Mailing List Archives
Public Access
|
|
|
[Date Prev][Date Next][Thread Prev][Thread Next][Date Index][Thread Index]
Re: [Condor-users] (no subject)
- Date: Thu, 17 Jul 2008 00:52:48 +0100 (BST)
- From: Bruce Beckles <mbb10@xxxxxxxxx>
- Subject: Re: [Condor-users] (no subject)
On Mon, 14 Jul 2008, Tanzima Zerin Islam wrote:
<snip>
"- If a user uses the kill_sig command in their submit description
file, does Condor (a) check the value given to ensure it is a valid
signal, and (b) restrict that value in any way (for instance, it doesn't
make sense for it to be SIGSTOP (23))?
In the Condor 6.6 series, the answer to both these questions seemed to be
"no". This may have changed since then.
- Scouring the manual I've discovered the following settings that affect
how long Condor will wait before escalating its attempt to stop the
job/its daemons:
KILLING_TIMEOUT: length of time after starting to vacate job
before a SIGKILL is sent
SHUTDOWN_FAST_TIMEOUT: length of time daemons are given to perform
a fast shutdown before they are killed
outright
SHUTDOWN_GRACEFUL_TIMEOUT: length of time daemons are given to do
a graceful shutdown before they do a
hard shutdown
Are there any other settings affecting this area that I've missed?

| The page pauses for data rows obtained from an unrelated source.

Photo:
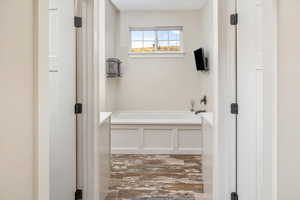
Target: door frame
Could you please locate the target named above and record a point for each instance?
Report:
(41, 179)
(41, 126)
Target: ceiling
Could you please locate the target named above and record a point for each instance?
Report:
(127, 5)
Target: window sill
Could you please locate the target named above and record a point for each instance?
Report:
(157, 55)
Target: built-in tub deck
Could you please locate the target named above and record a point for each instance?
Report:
(156, 133)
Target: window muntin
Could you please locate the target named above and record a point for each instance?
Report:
(156, 40)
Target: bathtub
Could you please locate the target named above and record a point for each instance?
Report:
(156, 133)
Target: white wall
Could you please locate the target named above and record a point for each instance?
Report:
(164, 83)
(16, 104)
(288, 101)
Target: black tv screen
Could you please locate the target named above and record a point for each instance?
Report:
(200, 60)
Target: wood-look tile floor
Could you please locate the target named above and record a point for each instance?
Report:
(156, 176)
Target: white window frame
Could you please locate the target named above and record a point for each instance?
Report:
(157, 53)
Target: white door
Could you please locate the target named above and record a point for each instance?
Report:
(62, 81)
(249, 92)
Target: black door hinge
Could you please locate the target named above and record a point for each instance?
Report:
(78, 195)
(234, 108)
(78, 108)
(77, 22)
(234, 19)
(234, 196)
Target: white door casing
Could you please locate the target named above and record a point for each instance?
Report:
(62, 82)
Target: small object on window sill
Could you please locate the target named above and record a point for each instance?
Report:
(113, 68)
(180, 54)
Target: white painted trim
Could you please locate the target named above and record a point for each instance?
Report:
(41, 187)
(270, 39)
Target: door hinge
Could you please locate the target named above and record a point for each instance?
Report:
(234, 108)
(77, 22)
(234, 196)
(78, 108)
(78, 195)
(234, 19)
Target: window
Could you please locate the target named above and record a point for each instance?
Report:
(157, 40)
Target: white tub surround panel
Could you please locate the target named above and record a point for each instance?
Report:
(156, 133)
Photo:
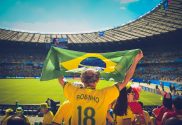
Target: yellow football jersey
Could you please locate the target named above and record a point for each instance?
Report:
(89, 105)
(121, 119)
(64, 114)
(48, 117)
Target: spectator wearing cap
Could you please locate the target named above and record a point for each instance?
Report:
(48, 115)
(8, 113)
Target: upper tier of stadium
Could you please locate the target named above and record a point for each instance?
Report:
(156, 22)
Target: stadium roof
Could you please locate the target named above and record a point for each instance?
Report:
(156, 22)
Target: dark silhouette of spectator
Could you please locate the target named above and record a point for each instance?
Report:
(52, 104)
(166, 107)
(177, 113)
(173, 121)
(17, 120)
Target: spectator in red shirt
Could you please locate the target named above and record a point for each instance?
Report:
(166, 107)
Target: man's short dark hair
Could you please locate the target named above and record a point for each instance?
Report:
(90, 76)
(16, 120)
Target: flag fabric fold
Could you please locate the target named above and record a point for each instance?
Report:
(63, 62)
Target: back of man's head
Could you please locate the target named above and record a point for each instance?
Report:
(173, 121)
(90, 76)
(16, 120)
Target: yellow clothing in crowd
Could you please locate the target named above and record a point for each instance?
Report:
(90, 105)
(64, 114)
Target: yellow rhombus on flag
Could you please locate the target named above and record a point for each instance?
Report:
(61, 62)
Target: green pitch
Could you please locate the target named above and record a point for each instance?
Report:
(32, 91)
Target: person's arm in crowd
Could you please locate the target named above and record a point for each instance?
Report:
(61, 81)
(131, 71)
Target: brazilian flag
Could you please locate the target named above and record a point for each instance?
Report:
(61, 62)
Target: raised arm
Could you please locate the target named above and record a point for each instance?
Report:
(61, 81)
(131, 71)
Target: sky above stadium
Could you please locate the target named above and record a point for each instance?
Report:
(70, 16)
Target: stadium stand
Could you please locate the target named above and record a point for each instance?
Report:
(157, 33)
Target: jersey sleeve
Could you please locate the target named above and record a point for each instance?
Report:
(69, 91)
(58, 118)
(111, 93)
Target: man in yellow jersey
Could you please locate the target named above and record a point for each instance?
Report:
(48, 115)
(64, 113)
(91, 105)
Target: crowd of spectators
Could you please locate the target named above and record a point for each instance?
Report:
(156, 65)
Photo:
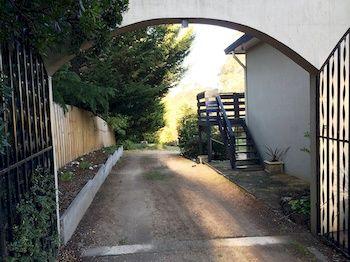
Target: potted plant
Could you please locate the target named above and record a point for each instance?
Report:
(275, 164)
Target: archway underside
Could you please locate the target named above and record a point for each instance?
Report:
(55, 61)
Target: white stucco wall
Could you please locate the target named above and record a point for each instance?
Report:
(278, 106)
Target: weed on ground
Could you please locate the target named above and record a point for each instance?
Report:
(156, 175)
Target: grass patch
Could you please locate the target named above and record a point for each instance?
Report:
(302, 250)
(84, 165)
(155, 175)
(110, 149)
(124, 241)
(66, 176)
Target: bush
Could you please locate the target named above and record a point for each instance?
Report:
(119, 124)
(66, 176)
(84, 165)
(188, 136)
(189, 139)
(36, 225)
(110, 149)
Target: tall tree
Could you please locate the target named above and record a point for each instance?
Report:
(50, 24)
(133, 72)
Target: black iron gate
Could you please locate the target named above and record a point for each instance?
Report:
(333, 145)
(26, 115)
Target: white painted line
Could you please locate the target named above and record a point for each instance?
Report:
(167, 246)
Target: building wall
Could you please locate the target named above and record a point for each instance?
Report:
(278, 106)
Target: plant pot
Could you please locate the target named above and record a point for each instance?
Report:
(274, 167)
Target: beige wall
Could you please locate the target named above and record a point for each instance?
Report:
(78, 132)
(278, 103)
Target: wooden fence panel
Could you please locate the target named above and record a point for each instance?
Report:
(78, 132)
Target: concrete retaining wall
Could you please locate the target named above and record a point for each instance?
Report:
(75, 212)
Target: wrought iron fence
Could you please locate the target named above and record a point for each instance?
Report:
(26, 117)
(333, 145)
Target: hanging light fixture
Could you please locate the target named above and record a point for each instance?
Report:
(184, 23)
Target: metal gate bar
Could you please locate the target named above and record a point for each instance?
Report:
(333, 145)
(27, 123)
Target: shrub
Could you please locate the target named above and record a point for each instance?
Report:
(119, 124)
(188, 136)
(110, 150)
(66, 176)
(36, 227)
(84, 165)
(301, 206)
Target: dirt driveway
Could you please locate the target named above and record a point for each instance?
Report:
(158, 206)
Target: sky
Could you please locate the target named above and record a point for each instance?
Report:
(207, 55)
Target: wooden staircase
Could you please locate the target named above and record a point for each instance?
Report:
(227, 112)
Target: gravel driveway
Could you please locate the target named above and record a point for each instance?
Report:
(158, 206)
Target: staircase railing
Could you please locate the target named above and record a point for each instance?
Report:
(246, 130)
(226, 131)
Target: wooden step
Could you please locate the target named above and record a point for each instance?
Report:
(249, 159)
(248, 168)
(247, 152)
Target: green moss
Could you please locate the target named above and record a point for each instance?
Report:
(84, 165)
(66, 176)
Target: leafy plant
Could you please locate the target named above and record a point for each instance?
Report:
(51, 24)
(306, 149)
(125, 82)
(110, 150)
(67, 176)
(155, 175)
(301, 206)
(119, 124)
(188, 136)
(84, 165)
(276, 154)
(35, 212)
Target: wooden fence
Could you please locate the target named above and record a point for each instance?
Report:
(78, 132)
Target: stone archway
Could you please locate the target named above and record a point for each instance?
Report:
(304, 31)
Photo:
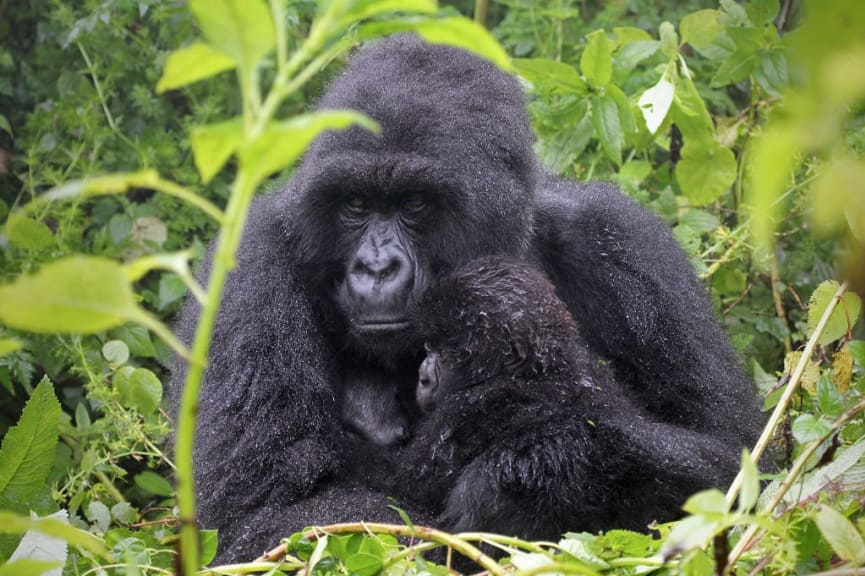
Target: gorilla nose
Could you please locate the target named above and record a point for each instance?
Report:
(380, 278)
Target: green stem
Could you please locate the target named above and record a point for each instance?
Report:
(229, 239)
(795, 377)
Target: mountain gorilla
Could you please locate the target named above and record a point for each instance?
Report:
(527, 431)
(329, 269)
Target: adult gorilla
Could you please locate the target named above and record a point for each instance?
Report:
(329, 268)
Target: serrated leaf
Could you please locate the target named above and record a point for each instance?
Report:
(608, 127)
(750, 490)
(842, 369)
(116, 352)
(153, 483)
(705, 172)
(9, 345)
(191, 64)
(11, 523)
(761, 12)
(843, 317)
(655, 103)
(283, 142)
(596, 61)
(550, 76)
(241, 29)
(213, 144)
(809, 428)
(28, 233)
(140, 390)
(27, 451)
(78, 294)
(841, 535)
(700, 28)
(708, 502)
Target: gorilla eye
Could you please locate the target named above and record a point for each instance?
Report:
(357, 204)
(413, 205)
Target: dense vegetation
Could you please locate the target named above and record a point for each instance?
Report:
(741, 125)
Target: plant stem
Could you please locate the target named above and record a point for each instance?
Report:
(795, 377)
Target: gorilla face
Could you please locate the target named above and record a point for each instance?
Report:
(383, 274)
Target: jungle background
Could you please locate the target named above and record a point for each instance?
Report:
(742, 125)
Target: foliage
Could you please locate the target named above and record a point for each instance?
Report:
(122, 144)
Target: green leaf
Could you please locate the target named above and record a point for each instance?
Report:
(363, 564)
(28, 233)
(608, 127)
(809, 428)
(550, 76)
(153, 483)
(9, 345)
(27, 451)
(655, 103)
(700, 28)
(29, 568)
(772, 73)
(596, 62)
(78, 294)
(841, 535)
(283, 142)
(761, 12)
(241, 29)
(140, 390)
(116, 352)
(209, 545)
(750, 490)
(708, 502)
(213, 144)
(843, 317)
(705, 172)
(191, 64)
(11, 523)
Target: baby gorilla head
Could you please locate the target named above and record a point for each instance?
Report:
(492, 318)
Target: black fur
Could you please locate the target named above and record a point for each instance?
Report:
(272, 454)
(531, 434)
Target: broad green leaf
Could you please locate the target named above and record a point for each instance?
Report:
(78, 294)
(705, 172)
(28, 233)
(27, 451)
(841, 535)
(283, 142)
(630, 34)
(596, 62)
(213, 144)
(608, 127)
(363, 9)
(708, 502)
(191, 64)
(116, 352)
(549, 75)
(140, 390)
(761, 12)
(655, 103)
(772, 72)
(9, 345)
(11, 523)
(700, 28)
(30, 568)
(772, 158)
(809, 428)
(153, 483)
(843, 317)
(241, 29)
(750, 490)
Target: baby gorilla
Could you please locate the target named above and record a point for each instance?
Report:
(526, 431)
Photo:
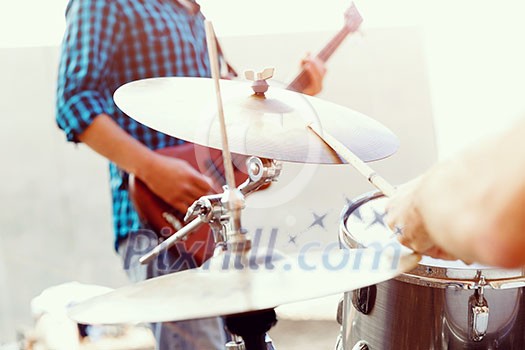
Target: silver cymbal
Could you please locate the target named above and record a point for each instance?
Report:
(221, 288)
(273, 127)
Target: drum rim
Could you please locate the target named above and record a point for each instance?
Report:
(431, 275)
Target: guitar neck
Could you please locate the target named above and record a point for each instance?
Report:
(302, 79)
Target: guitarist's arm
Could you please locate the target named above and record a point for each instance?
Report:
(174, 180)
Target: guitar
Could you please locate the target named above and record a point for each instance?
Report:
(164, 219)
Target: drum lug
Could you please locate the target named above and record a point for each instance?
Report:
(478, 313)
(339, 315)
(364, 299)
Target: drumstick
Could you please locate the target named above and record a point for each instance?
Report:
(226, 155)
(373, 177)
(214, 63)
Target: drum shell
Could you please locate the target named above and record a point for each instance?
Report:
(428, 309)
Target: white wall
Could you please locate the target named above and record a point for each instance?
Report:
(56, 224)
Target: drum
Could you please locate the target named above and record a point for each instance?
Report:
(439, 305)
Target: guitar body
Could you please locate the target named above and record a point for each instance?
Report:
(165, 220)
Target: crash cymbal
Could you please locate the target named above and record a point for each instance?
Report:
(222, 287)
(273, 127)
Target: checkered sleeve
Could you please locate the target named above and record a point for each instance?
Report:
(92, 34)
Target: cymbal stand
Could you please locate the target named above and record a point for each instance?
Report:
(215, 210)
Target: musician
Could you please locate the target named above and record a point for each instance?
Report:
(470, 207)
(107, 44)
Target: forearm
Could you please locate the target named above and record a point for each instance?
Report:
(108, 139)
(472, 204)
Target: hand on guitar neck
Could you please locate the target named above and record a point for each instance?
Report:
(165, 215)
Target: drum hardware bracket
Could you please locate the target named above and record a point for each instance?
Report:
(478, 311)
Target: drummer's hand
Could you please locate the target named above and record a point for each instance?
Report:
(176, 181)
(316, 71)
(404, 218)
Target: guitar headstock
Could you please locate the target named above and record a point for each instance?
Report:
(353, 18)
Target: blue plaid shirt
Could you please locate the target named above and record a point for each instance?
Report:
(108, 43)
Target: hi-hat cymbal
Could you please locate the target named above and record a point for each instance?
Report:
(221, 288)
(273, 127)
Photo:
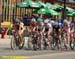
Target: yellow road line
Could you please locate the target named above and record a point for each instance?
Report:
(55, 54)
(14, 57)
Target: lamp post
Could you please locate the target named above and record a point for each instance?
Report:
(64, 11)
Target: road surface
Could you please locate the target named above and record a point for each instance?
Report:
(7, 53)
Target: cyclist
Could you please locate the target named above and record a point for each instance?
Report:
(47, 30)
(19, 28)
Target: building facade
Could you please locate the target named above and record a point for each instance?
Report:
(8, 9)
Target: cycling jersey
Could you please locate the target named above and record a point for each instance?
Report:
(47, 27)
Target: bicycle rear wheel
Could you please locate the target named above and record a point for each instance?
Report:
(13, 43)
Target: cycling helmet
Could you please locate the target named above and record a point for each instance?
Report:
(65, 21)
(46, 21)
(33, 20)
(17, 20)
(56, 23)
(39, 20)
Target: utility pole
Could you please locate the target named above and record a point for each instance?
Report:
(64, 11)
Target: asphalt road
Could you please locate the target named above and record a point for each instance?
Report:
(7, 53)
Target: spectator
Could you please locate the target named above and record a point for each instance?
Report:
(25, 20)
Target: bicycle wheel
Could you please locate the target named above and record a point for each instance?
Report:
(72, 44)
(13, 43)
(21, 45)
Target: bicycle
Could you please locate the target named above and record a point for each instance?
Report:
(15, 40)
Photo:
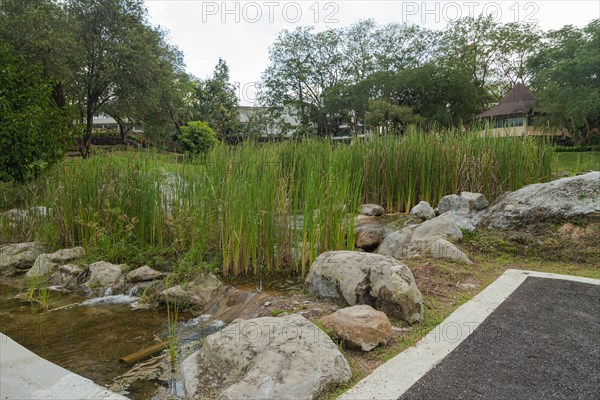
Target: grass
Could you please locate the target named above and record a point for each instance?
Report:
(445, 285)
(262, 209)
(574, 162)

I suspect that in newer versions of Condor (i.e. post Condor 6.6.11) there
are probably some other settings - I haven't trawled the manual and source
sufficiently extensively to be sure.
What constitutes a "hard shutdown" in this context? Is it just sending
SIGKILL?
In the Vanilla universe in the Condor 6.6 series, a "hard shutdown"
certainly meant that a SIGKILL was sent. However, I never discovered
whether Condor did anything else as well as sending the SIGKILL. And, of
course, behaviour may have changed in subsequent releases of Condor.
- The example init boot script included in the Condor distribution sends a
SIGQUIT to the condor_master to initiate shutdown of Condor. The
comments in this script say:
# send SIGQUIT to the condor_master, which initiates its fast
# shutdown method. The master itself will start sending
# SIGKILL to all it's children if they're not gone in 20
# seconds.
Is this interval of 20 seconds correct (the comments at the top of the
script are dated 1998, so it may have changed since then)? Is this
interval hard-coded, or can it be changed? If it can be changed, how?
I never got an answer to this, and it was never important enough for me to
figure it out from the source code, I'm afraid. In our environment it
proved not to be important.
- The SIGQUIT, SIGHUP and SIGTERM are all handled by the DaemonCore
library, and so presumably might be sent by a Condor process to a Condor
daemon. Are SIGHUP and SIGQUIT ever sent by Condor to any processes
which are _not_ Condor daemons?
Again, I never got an answer to this, and it was never important enough
for me to figure it out from the source code, I'm afraid. In practice in
our environment it proved not to be so important.
- Condor detects if the job exits via a signal. Suppose my job (J) is
actually just a wrapper for some other program/shell script (P).
Suppose that after spawning P, J just waits for P to terminate and then
exits. IF P exits via a signal, will Condor regard that as the job
exiting via a signal, or will it regard it as "normal termination" (as J
has exited "normally")?
In the Condor 6.6 series, Condor would regard this as "normal termination"
because it only pays attention to how J terminates, not how any processes
spawned by J might terminate. Again, this may have changed in more recent
versions of Condor, although I would be surprised.
- In the Vanilla, Java, MPI, PVM and Scheduler universes, when Condor
vacates the job gracefully be sending it a SIGTERM (or whatever the
KillSig ClassAd attribute has been set to), does it send this signal
just to the immediate child of the condor_starter, or to all the
processes (if any) spawned by that child as well? "
In the Vanilla universe of the Condor 6.6 series, Condor seemed to send
the signal specified in the KillSig ClassAd attribute just to the
immediate child of the condor_starter. (I never investigated for the
other universes since we don't use them here.) Again, this behaviour may
have changed in more recent releases of Condor.
As far as I can remember, I never got an "official" answer to the above
questions, so my answers above are based on what I discovered by
experimentation, exhaustive reading of the manual, and trawling the source
code. So, whilst I believe the answers above are correct, at least for
later versions of the Condor 6.6 series, I may be wrong, or there may be
something unusual about our environment which means things behave
differently for you. (I.e. your mileage may vary!)
Hope that helps!
-- Bruce
--
Bruce Beckles,
e-Science Specialist,
University of Cambridge Computing Service.